En Estados Unidos, los demócratas no llaman al presidente Donald Trump por su cargo ni por su nombre. Lo llaman él, como si se tratara de un extraño o, en realidad, de una suerte de okupa de la Casa Blanca. En México, después de un mes de gobierno de Andrés Manuel López Obrador, los chairos (sus partidarios) desprecian a los fifis (sus detractores, asociados con los gobiernos pretéritos del PRI y del PAN). En Colombia, el presidente Iván Duque instó a sus compatriotas en el discurso de Año Nuevo a “dejar atrás la polarización” después de una campaña electoral, la de 2018, en la cual primó la polarización.
Dos bandos, un país. La fórmula no es novedosa. Unos y otros echan leña al fuego y después se preguntan por qué arde. La toma de posesión del presidente de Brasil, Jair Bolsonaro, en poco y nada se diferenció del discurso habitual de Lula. De aquel “nosotros contra ellos” que, como en otros países, incluida Argentina, ensanchó la fisura social. La fragmentación, que se traduce en inestabilidad política, puede ser beneficiosa en términos electorales, pero lleva a las sociedades a fruncir el ceño frente a todo aquel que piensa distinto y, al final del camino, sólo aporta malestar. Son tiempos de revancha.
En dos países diametralmente opuestos como España y Suecia, la polarización parecía superada. Coinciden sus electorados en abrazar los extremos a causa de la inmigración. La oferta creció con la aparición de nuevos partidos, pero también creció la radicalización de las sociedades. Si esa brecha se ve ampliada desde el gobierno, como pretendió hacerlo Bolsonaro al estilo Trump con su alarde del nacionalismo y su desprecio a las minorías, la crispación está servida. Eso de la enseña nacional que “nunca será roja” pudo ser un buen remate de discurso de campaña, no de investidura. El Muro de Berlín cayó hace tres décadas.
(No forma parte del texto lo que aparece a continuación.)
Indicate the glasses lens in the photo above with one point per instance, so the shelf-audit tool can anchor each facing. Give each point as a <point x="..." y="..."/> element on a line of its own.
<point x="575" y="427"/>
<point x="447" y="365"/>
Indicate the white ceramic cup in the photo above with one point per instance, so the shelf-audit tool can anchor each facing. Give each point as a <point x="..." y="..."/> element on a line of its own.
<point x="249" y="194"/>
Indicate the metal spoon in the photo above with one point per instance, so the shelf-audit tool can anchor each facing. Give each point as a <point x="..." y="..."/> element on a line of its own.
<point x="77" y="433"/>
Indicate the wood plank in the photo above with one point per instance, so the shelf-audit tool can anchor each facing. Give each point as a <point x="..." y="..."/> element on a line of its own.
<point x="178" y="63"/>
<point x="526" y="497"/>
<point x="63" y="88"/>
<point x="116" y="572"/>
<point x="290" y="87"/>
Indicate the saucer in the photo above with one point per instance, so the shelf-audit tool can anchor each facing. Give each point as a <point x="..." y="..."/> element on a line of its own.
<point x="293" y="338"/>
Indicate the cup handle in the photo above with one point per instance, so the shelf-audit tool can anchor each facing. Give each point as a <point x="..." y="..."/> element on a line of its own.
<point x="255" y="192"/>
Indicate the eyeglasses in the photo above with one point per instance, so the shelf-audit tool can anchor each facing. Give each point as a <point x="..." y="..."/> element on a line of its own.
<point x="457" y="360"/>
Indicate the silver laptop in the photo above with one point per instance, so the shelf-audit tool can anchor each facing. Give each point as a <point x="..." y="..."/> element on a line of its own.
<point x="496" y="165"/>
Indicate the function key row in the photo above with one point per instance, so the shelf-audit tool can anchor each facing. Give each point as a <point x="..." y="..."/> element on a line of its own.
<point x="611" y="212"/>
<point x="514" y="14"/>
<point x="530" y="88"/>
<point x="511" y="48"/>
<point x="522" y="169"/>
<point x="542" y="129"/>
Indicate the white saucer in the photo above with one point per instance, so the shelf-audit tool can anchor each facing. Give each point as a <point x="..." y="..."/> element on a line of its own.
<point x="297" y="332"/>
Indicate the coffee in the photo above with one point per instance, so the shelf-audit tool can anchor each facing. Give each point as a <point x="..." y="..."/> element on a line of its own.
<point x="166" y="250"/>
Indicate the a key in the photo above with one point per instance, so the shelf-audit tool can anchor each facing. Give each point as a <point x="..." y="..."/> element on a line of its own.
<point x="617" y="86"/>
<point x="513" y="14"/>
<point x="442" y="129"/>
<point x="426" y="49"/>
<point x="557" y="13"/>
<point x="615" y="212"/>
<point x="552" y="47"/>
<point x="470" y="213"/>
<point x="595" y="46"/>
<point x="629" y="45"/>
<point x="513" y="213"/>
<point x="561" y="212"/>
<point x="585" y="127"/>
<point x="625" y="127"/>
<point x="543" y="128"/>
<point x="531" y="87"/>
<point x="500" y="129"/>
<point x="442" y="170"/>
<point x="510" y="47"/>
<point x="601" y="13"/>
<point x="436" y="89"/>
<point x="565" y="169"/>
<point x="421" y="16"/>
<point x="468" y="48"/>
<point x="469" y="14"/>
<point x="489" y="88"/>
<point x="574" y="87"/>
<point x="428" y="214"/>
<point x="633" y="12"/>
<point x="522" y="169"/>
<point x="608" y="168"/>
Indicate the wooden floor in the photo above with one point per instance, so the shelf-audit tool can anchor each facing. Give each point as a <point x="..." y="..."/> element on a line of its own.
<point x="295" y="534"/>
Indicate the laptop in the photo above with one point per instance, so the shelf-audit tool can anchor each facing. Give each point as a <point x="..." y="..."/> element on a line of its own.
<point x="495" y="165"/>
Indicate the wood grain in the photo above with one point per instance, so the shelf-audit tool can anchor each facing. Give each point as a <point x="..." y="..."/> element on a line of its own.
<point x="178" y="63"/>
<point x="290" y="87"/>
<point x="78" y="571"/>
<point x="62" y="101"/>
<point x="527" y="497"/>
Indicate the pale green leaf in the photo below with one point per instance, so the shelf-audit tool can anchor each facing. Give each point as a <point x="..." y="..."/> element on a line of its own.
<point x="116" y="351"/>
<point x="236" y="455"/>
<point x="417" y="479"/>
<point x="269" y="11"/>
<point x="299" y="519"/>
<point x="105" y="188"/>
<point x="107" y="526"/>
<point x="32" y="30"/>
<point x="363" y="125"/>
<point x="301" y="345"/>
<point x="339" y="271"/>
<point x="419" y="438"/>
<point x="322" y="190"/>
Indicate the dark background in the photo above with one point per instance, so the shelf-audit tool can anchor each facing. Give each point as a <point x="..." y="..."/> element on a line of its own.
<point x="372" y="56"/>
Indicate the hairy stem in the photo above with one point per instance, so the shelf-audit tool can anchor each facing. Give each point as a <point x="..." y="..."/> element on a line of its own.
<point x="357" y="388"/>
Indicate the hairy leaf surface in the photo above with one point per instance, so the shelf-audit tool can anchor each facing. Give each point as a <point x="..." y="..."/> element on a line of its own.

La omisión deliberada del racismo y de la desigualdad, problemas acuciantes en un país que emula un continente dentro del continente, marcó el tono de Bolsonaro. El tono de manu militari para una parte de la sociedad que, también en coincidencia con la de otros países de la región, toleró la corrupción como método de gobierno mientras el viento soplaba a favor de la economía. La crisis global de 2008 no sólo creó indignados, sino también nostálgicos de otras épocas que muchos, sobre todo los más jóvenes, no vivieron ni padecieron, pero imaginan como heroica.
El resentimiento lleva al escarmiento, como si todos fueran culpables de los desatinos de esos gobiernos que, embanderados en un extremo, también contribuyeron a dividir para fragmentar y, de paso, reinar. Con las arcas del Estado, todo el mundo es generoso. Más aún con los amigos. Aquello derivó en esto. Bolsonaro le debe a la arrogancia de Lula y del PT haber capitalizado la exclusión de la clase media brasileña, “ellos”, emparentada adrede con los grupos de poder por no adherir al discurso gubernamental como si se tratara de una prédica religiosa. Cambiaron el tono y el rumbo, como en otros países, no la intención.